History jokes
The thing about 9/11 and the jokes about it, for most people it flew over their head, for some it flew into their head.
Teacher: Tell me a moral story.
Little Johnny: Once my grandfather was in WW2. He saw everyone praising to kill him. For example, we should sneak up and kill him. We get the helicopter above and shoot him from there. My grandfather heard this, he got his gun and shot them all.
Teacher: What is the moral even?
Little Johnny: Never plan to kill my grandfather.
What do I think about the Kennedy assassination?
First of all, he should have had a roof on that car.
It would have been better if Martin Luther King didn’t have a dream.
You know, for his sake.
Ever heard of the game T.T.2: 9/11? That game was bomb.
How old are 9/11 victims?
"There, toddlers, here come the airplane!"

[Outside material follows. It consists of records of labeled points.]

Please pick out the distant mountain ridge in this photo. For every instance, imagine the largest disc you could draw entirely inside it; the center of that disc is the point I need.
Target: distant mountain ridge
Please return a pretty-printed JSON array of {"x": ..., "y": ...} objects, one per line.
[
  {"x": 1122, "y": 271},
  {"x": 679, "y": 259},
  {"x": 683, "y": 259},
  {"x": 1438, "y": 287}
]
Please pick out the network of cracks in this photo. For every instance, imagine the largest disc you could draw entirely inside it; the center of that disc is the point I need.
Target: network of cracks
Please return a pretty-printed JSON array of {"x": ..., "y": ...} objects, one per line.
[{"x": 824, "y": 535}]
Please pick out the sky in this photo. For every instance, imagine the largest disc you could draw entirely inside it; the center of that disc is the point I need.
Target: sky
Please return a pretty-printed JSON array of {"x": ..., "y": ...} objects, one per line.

Did you know the Bible has a passage about killing babies by smashing them against rocks?
That's probably because microwaves hadn't been invented yet.

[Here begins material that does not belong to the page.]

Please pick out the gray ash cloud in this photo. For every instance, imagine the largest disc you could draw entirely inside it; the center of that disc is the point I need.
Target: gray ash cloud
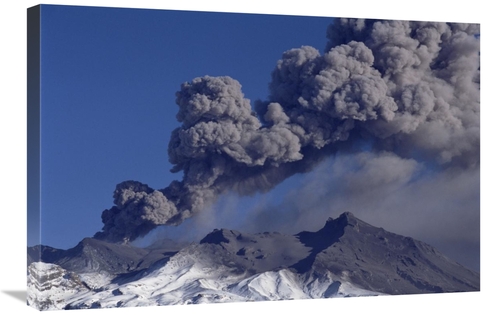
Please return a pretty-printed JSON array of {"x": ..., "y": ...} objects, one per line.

Why do we not have female magicians? Because last time we had them, we burned them alive.
What do Rubik's cubes and melons have in common?
They have a history of separating colors.
My great grandpa killed Hitler.
My dad died in 9/11. He was the best pilot.
What was the last thing that went through the 9/11 jumpers' heads?
Their ankles.
What did the Brit say to the American?
Well here comes fascism.
The Statue of Liberty is French; she ain't even American. Deport that bitch!
See the lies.
The Romans conquered Africa, they conquered Europe, they conquered Britain, then they stopped. They probably ran out of conkers.
What did the Roman say to the gladiator?
See you later, gladiator.
Hippity hoppity, women are property.
I visited the 9/11 memorial, that was bomb just like the towers.
My mom told me we were flying to a building to see my aunt. I wondered, "Are we about to relive 9/11?"